Spielhallen: Betreiber sollen sich vor Raubüberfällen schützen

Gewaltangriffe wie Raubüberfälle auf Spielhallen haben in Deutschland in den letzten Jahren deutlich abgenommen. Das liegt vor allem der guten Vorbereitung der Unternehmen, die teilweise gar keine Bargeldbestände in den Spielhallen führen, sondern sämtliche Wechselgeschäfte über Wechselstationen durchführen lassen. Dennoch hat das Forum der Automatenunternehmer in Deutschland jetzt noch einmal einen Leitfaden veröffentlich, mit dem sich die Betreiber noch besser gegen derartige Vorfälle schützen können.

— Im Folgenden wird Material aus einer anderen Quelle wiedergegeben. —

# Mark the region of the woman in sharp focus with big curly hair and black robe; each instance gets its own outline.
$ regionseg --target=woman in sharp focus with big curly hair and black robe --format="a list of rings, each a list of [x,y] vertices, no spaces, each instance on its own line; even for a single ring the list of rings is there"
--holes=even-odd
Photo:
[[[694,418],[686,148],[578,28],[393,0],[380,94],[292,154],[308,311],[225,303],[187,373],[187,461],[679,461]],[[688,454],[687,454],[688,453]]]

Raubüberfälle keine überdurchschnittliche Bedrohung

Während insbesondere Tankstellen oder Kioske schnell zum Opfer von Raubüberfällen werden können, hat die Anzahl der Angriffe auf Spielhallen in den letzten Jahren deutlich abgenommen. Spielbanken haben mit diesem Problem ohnehin weniger zu kämpfen. Allerdings mahnt die Branche, dass derartige Vorfälle noch immer ein „ernstzunehmendes Problem“ für die Branche darstellen. Gerade auch deshalb, weil es in der Regel nicht nur beim finanziellen Schaden bleibt, sondern auch die psychischen Folgen für Mitarbeiter und Gäste oder der materielle Schaden an den Spielautomaten nicht zu unterschätzen sind. Genau deshalb wurde vom Forum der Automatenunternehmer einen Katalog veröffentlich, in welchem den Betreibern Tipps gegeben werden, wie sich Überfälle vermeiden lassen.

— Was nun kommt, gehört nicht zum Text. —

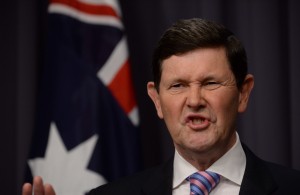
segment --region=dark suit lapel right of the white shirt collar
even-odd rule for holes
[[[275,192],[277,185],[265,163],[243,145],[246,154],[246,170],[240,195],[267,195]]]

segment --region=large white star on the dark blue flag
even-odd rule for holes
[[[39,175],[50,183],[59,195],[83,195],[106,180],[97,172],[87,169],[98,135],[67,151],[57,127],[51,123],[44,158],[28,160],[32,175]]]

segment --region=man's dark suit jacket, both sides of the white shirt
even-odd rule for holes
[[[300,195],[300,172],[263,161],[243,145],[246,170],[240,195]],[[93,189],[90,195],[171,195],[173,158],[161,166]]]

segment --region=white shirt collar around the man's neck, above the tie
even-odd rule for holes
[[[216,172],[222,177],[241,185],[246,168],[246,155],[242,148],[238,133],[232,148],[213,163],[207,170]],[[173,188],[178,187],[185,179],[198,171],[175,150]]]

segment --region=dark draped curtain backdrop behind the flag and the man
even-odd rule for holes
[[[179,18],[223,23],[243,41],[255,76],[238,132],[256,154],[300,170],[300,1],[120,0],[140,109],[143,167],[173,151],[146,93],[152,49]],[[43,64],[47,1],[0,6],[0,194],[20,194]]]

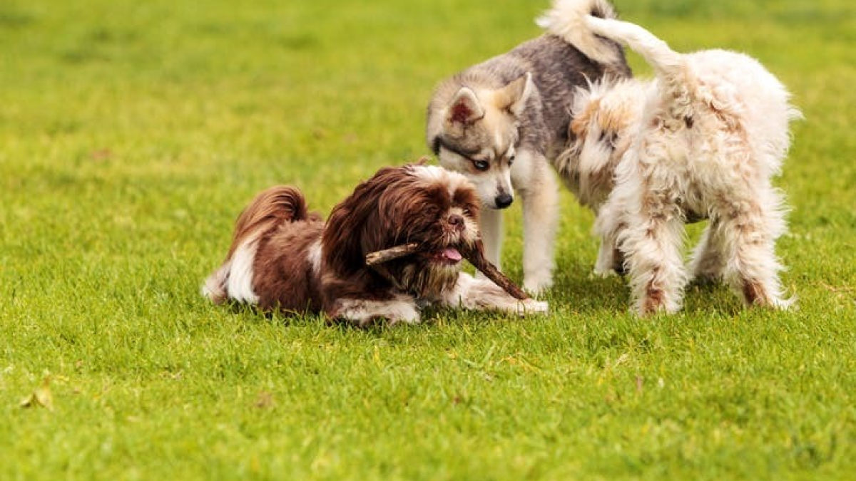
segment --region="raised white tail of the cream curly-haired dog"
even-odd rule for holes
[[[592,33],[627,45],[643,56],[657,75],[672,77],[683,73],[683,55],[670,49],[666,42],[645,28],[627,21],[598,18],[594,15],[586,15],[584,24]]]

So sollen die Betreiber beispielsweise darauf achten, dass das Innere der Spielhalle möglichst hell beleuchtet ist und übersichtlich eingesehen werden kann. Darüber hinaus wird auf einen speziellen Schutz für die sensiblen Bereiche hingewiesen, zu denen beispielsweise ein möglicher Tresorraum gehören kann. Hier kann ein Türspion schon hilfreich sein, gleichzeitig sollte sich der sensible Bereich natürlich verriegeln lassen.

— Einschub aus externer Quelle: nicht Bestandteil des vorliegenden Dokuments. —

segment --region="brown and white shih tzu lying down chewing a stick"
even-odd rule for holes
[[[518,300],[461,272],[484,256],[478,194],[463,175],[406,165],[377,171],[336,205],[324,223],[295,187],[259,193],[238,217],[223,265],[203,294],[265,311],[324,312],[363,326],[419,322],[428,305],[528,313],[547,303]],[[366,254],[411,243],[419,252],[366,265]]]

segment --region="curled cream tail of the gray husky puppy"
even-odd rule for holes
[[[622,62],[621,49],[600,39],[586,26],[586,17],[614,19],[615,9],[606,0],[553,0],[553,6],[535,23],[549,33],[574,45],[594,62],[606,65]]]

Spielhallen verzichten auf große Bargeldbestände

Zusätzlich zur hellen Beleuchtung im Inneren, empfiehlt der Katalog auch eine helle Beleuchtung im Außenbereich. Darüber hinaus wird den Betreibern nahegelegt, dass diese eine Videoüberwachung einbauen, um das Risiko für Angriffe auf die Angestellten zu verringern. Darüber hinaus wird den Spielhallen dazu geraten, sogenannte Überfallmelder an sensiblen Orten zu installieren, welche im Falle eines unbefugten Betretens einen stillen Alarm auslösen. Die Bargeldbestände sollen die Betreiber zudem gering halten, wobei dies in den meisten Spielhallen ohnehin schon der Fall ist. Die Betreiber bauen überwiegend auf Wechselautomaten, so dass sich die Gelder lediglich in den Automaten oder in den Händen der Spieler befinden. Hilfreich ist es dabei, wenn die Unternehmer in ihrer Spielhalle auf diesen Umstand hinweisen – das gilt aber natürlich auch für alle weiteren Sicherheitsvorkehrungen. Wird ein Tresor genutzt, sollte dieser über eine Einbruchmeldeanlage und ein Zeitschloss gesichert werden. So wird sichergestellt, dass die Mitarbeiter auch nach Aufforderung durch einen Kriminellen keinen Zugriff auf die Bestände haben.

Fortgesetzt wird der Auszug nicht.